The company’s revenue for Q3FY24 grew by an impressive 80% year-over-year (YoY) to Rs 802 crore, representing a 4% increase compared to the previous quarter (QoQ). While profit after tax (PAT) saw a slight dip of 5% QoQ, it skyrocketed by 157% YoY, reaching Rs 18 crore. The operating profit margin (OPM) remained consistent at 10% YoY. This indicates strong overall financial performance with consistent profitability and significant YoY growth in revenue and PAT. The trailing twelve months earnings per share (TTM EPS) stands at Rs 6.34.

Segment-wise Order Book

Segment-wise Order Book

Key Highlights

  • The company secured new orders worth over Rs 402 crore during the year, bringing its current order book to Rs 3,145 crore.
  • It is actively pursuing international projects worth Rs 98.30 crore and domestic projects worth Rs 52 crore, with a strong bidding pipeline.
  • The company has invested approximately Rs 55 crore in capex in the first half of the year and expects to incur Rs 80 crore to Rs 90 crore by the end of the year.
  • In Q3 FY24, engineering revenue surged by 54%, polymer revenue rose by 11%, and infrastructure revenue skyrocketed by 1,672%.
  • Polymer sales volume increased to 24,654 MT from 15,454 MT in 9M FY24.
  • Recent establishment of an R&D Centre and Tower Testing Station significantly enhanced brand reputation in export markets, establishing the company as a major player.

Key Growth Drivers

Key Growth Driver Description
Order book for Engineering & Infrastructure segment 3.7 times the sales of FY’23, ensuring revenue visibility for the next 3-4 years.
Surge in global inquiries and benefiting from China plus one trend The company is benefiting from the increasing demand for its products and services from global customers.
Robust order backlog The company has a strong order backlog, which indicates that there is continued demand for its products and services.
Jal Jeevan Mission initiative The government’s Jal Jeevan Mission initiative is expected to boost demand for PVC pipes and fittings, which will benefit the company.
Strong balance sheet and improving profitability The company’s strong balance sheet and improving profitability will support its growth initiatives.
Increase exports and elevate global positioning The company is looking to increase its exports and elevate its global positioning.
Strengthening customer relationships The company is strengthening its long-standing relationships with customers, which will help it to grow its business.

Industry Outlook

On September 1, 2023, the demand for electricity in India reached a peak of 239.97 GW. In January 2024, the sector utilisation of thermal power reached 72.2%.

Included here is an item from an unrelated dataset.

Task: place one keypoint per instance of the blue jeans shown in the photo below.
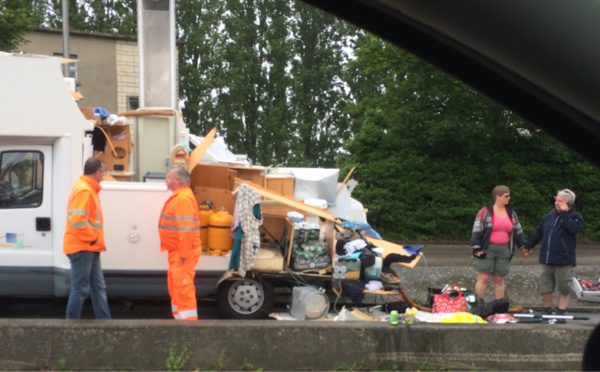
(86, 277)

The need for additional transmission networks will rise as a result of local and international investment in T&D infrastructure for renewable energy sources.

By 2030, India wants to generate 500 GW of electricity from renewable sources and invest Rs 2.4 trillion to construct around 50,890 CKM of transmission lines.

Future Anticipation

  • Company anticipates aiming for greater margin orders in the next months.
  • Company expects the polymer segment to continue growing at a similar rate in the second half of the year.
  • Over the next three years, we anticipate revenue growth at a 25% CAGR.
  • Company hopes to take advantage of opportunities in conjunction with government efforts and anticipates development in the worldwide transmission line sector.
  • Company anticipates keeping the engineering segment’s margin at about 12% and the infrastructure segment’s margin at between 9% and 10%.
  • The increase of capital return ratios and bottom-line profitability remain the main priorities.

Shareholding Pattern

Shareholding Pattern

Disclaimer: This blog has been written exclusively for educational purposes. The securities mentioned are only examples and not recommendations. It is based on several secondary sources on the internet and is subject to changes. Please consult an expert before making related decisions.